Jed Rothwell wrote:

> I think this is the starting point for the article Terry Blanton cited. It
> is rather complicated set of web sites and pointers, linked together as one
> page:
>
> http://www.pureenergysystems.com/index.html
>
> This is both impressive and depressing. Impressive because it is
> professional looking web page chock full of up-to-the-minute information.
> Depressing because I doubt any of these claims has merit. I have not
> investigated them, so I may be wrong, but Kooistra and others who have
> looked closely say the replicated devices have a conventional explanation,
> and the unreplicated devices are secret. In the discussion of the Howard
> Johnson motor the blueprints are "not adequate to build working unit," and
> Tom Bearden says the critical details are secret.
>
> I expect skeptics feel the same way about LENR-CANR as I do about these
> pages. That is depressing.
>
> Page like this seem to have a high gullability factor. They accept
> everything at face value.
>
> Jeff Kooistra wrote:
>
> "I don't deny O-U motors are possible--this just isn't one of them."
>
> I *do* deny o-u motors are possible!

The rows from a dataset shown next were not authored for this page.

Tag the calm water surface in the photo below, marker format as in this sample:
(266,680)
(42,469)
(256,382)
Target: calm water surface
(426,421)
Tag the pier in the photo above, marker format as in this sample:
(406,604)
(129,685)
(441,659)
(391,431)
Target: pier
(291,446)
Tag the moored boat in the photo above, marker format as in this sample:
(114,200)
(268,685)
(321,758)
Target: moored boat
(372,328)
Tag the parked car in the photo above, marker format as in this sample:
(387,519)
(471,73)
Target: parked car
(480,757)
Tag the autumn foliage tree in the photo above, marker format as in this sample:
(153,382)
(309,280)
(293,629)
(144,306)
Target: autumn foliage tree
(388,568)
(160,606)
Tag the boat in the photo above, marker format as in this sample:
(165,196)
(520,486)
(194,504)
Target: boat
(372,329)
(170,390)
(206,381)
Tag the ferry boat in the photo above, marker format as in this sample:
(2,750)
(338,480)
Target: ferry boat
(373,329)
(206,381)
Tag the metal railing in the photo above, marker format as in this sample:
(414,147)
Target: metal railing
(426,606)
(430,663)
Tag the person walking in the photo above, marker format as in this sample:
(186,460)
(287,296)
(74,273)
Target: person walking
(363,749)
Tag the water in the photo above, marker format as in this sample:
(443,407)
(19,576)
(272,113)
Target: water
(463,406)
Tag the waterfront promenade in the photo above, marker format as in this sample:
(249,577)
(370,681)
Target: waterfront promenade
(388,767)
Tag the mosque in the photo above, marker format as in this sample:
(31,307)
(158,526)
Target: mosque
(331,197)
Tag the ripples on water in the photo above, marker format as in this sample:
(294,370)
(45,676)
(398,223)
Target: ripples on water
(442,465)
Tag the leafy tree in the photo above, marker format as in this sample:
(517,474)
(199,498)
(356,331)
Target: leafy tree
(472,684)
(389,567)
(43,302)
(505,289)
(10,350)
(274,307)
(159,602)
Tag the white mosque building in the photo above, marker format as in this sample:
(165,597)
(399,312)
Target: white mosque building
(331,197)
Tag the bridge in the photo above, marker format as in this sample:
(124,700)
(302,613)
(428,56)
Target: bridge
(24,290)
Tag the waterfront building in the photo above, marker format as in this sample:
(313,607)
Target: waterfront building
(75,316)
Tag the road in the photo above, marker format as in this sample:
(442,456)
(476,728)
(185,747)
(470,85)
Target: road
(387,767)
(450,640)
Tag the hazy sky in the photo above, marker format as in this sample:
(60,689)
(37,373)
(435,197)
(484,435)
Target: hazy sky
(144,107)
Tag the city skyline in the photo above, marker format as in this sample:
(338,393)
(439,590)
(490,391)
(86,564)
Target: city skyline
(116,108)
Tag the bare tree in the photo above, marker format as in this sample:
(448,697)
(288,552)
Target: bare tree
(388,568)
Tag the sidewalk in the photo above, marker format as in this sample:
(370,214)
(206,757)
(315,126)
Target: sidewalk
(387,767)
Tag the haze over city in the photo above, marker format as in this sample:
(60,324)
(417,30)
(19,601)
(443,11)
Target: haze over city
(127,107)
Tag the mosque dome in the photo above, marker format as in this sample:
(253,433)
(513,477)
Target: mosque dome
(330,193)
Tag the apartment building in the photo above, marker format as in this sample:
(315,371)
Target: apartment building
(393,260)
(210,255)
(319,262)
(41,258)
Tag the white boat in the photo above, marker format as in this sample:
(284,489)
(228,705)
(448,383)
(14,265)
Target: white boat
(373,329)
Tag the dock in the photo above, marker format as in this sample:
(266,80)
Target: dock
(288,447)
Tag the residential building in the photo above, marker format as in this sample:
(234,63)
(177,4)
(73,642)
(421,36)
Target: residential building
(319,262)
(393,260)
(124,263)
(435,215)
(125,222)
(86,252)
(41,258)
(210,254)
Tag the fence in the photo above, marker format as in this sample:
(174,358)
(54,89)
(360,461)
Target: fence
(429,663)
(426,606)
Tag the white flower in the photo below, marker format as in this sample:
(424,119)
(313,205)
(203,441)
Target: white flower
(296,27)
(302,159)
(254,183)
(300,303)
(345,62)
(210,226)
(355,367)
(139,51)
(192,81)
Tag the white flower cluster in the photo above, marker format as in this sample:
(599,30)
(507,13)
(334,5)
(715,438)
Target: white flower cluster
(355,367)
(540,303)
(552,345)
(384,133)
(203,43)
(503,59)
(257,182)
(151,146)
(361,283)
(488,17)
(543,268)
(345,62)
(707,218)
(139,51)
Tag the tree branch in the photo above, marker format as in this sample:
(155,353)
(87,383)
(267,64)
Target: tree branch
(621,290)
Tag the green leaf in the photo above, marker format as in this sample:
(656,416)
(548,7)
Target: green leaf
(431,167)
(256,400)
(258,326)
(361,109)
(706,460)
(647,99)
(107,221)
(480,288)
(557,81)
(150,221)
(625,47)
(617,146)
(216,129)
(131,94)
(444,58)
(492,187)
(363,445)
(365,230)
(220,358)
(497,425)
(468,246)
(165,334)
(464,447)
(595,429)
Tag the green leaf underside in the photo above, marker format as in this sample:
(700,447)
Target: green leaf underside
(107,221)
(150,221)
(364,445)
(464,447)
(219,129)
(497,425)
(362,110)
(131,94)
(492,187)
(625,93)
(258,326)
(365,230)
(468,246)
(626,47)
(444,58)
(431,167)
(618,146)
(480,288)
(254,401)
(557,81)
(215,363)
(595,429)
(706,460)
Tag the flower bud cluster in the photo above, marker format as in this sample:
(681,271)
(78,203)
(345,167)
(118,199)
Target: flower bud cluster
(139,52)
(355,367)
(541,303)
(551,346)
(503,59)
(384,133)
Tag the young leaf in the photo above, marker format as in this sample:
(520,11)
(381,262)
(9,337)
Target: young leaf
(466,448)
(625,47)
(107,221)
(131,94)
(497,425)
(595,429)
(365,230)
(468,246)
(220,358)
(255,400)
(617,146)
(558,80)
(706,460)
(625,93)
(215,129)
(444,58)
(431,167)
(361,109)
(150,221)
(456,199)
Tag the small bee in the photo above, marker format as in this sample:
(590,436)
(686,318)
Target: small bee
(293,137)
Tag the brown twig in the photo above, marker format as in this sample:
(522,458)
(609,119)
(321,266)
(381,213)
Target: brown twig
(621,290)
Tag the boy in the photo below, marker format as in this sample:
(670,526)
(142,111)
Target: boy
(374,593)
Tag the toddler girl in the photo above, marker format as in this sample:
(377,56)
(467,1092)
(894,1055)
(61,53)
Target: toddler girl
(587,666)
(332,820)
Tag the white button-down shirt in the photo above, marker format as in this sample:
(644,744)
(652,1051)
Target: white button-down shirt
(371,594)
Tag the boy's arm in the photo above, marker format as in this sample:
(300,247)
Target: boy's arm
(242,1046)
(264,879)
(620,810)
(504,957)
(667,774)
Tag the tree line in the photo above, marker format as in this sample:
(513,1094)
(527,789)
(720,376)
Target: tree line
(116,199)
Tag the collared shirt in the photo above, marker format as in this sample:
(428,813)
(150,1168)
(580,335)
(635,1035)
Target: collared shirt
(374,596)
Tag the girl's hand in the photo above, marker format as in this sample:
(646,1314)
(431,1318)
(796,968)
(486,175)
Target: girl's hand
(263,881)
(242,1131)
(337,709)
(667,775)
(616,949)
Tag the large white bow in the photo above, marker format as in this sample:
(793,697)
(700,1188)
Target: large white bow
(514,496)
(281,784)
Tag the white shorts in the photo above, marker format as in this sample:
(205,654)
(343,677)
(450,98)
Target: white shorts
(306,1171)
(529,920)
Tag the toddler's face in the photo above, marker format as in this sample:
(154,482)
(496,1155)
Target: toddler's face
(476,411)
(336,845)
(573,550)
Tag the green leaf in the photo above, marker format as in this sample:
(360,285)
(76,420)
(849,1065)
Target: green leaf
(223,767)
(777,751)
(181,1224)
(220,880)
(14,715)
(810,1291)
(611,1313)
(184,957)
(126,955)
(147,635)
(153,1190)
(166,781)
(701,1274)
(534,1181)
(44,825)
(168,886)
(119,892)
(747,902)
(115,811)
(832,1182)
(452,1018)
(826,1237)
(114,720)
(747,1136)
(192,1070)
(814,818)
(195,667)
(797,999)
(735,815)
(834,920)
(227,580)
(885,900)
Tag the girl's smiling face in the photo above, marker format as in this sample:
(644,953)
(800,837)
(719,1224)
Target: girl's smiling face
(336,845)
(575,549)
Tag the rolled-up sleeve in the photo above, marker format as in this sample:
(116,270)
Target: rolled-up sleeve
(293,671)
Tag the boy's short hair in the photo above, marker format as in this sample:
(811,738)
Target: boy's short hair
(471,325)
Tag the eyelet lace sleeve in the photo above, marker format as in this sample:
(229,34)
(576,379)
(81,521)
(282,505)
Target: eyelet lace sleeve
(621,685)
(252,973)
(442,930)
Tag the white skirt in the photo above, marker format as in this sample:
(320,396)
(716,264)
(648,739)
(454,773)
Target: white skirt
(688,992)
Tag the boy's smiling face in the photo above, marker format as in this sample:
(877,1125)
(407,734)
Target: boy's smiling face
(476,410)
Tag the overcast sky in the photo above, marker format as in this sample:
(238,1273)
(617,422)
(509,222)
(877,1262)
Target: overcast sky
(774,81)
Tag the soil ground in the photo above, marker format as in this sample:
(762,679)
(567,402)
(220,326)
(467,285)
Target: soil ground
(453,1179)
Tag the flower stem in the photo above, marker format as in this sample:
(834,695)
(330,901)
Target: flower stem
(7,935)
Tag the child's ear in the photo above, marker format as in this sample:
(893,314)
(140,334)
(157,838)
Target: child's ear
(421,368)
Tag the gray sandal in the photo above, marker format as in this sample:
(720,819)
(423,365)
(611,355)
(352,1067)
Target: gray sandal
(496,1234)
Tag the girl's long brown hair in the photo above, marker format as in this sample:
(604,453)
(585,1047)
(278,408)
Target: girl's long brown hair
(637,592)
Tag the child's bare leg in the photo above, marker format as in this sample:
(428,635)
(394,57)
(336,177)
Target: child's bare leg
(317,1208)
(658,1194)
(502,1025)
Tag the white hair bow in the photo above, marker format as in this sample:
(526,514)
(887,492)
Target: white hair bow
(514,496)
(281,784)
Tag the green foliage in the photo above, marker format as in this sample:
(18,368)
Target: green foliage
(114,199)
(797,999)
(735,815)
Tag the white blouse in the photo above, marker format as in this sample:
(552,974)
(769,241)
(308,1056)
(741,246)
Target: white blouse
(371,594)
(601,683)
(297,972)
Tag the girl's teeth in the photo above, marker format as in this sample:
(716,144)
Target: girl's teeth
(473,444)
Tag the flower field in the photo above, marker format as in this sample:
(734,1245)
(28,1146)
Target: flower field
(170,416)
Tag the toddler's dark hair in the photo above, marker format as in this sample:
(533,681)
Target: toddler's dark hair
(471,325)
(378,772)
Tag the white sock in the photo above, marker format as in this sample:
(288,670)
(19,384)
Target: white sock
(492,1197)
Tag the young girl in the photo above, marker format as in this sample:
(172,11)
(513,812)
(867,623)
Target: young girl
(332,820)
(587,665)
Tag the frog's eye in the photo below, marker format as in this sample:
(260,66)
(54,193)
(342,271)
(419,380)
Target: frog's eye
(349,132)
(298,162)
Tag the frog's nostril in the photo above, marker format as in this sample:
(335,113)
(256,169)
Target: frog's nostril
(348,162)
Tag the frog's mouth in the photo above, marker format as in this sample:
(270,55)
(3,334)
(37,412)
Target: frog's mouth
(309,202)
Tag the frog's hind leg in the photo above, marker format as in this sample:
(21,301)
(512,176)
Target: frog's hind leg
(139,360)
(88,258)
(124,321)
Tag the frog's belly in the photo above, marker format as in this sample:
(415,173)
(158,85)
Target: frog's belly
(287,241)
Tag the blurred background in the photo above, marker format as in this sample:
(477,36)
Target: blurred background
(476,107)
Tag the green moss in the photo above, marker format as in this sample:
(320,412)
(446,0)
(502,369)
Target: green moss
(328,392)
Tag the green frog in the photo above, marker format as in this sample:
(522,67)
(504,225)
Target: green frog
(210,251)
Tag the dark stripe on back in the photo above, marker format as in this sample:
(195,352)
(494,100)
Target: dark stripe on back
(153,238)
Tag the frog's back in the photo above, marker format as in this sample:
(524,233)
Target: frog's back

Obviously they are impossible, since
> they violate the conservation of energy. That does not mean we can  be
> absolutely, positively sure they do not exist. But if it turns out they do
> exist, it is fair to say they violate the textbook laws of physics as those
> laws are understood by 99.99999% of  scientists and engineers. CF also
> appears to violate some textbook laws of nuclear physics, although there is
> less agreement among experts about which laws it violates, and to what
> extent it violates them. The point is, only a fool would believe in CF if
> it had not been proven experimentally. O-U motors should be ruled
> impossible until it is proven by experiment that they exist. It has to be a
> widely replicated, well documented, convincing experiment.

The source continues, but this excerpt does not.